I can’t explain this because it’s related to Nursing. Basically, it’s a job as an RN but they give you the support like you’re a student so you’re not abandoned. This is a good step in the door because you get a job right away instead of waiting until your application is accepted. This is competitive amongst all graduating nursing students so hopefully I get it.
10. Be less of a hoarder.
I’ve started doing this a couple of months ago and it’s something I want to maintain. I’m a certified hoarder and I buy things I already have a lot of or I don’t need. So I’m training myself to look at an object and ask myself “Does this give me joy?”. If not, I can toss it.
11. Eat healthier.
This’ll be hard because I love meat. I honestly want to be a pescatarian though because I don’t want to be vegan but I know that red meat will kill me in the long term. I think mainly this resolution is just to choose better options with food.

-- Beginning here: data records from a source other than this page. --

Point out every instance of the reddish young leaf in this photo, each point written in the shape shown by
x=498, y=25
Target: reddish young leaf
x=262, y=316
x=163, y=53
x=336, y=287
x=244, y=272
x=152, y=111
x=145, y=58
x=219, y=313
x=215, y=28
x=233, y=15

If it’s a choice between meat or fish or salads then I’ll pick the healthier option. ya dig?
12. Focus on my mental health.
Yet again I set myself an impossible goal. I know I’ll be stressed next year and I’ll have frequent anxiety attacks, mental breakdowns and quarter life crises but if I can’t keep it at a minimum by continuing this blog then I’ll be fine. Choose happiness or whatever that bullshit phrase is.
I THINK THAT’LL BE IT! I can’t think of anymore stuff to actively pursue for next year. They’ll be new things along the way but if I can do as much as I can to better myself then everything will be okay.
I sound so fucking pretentious when I’m being optimistic.
We will all die one day and everything will be for nothing.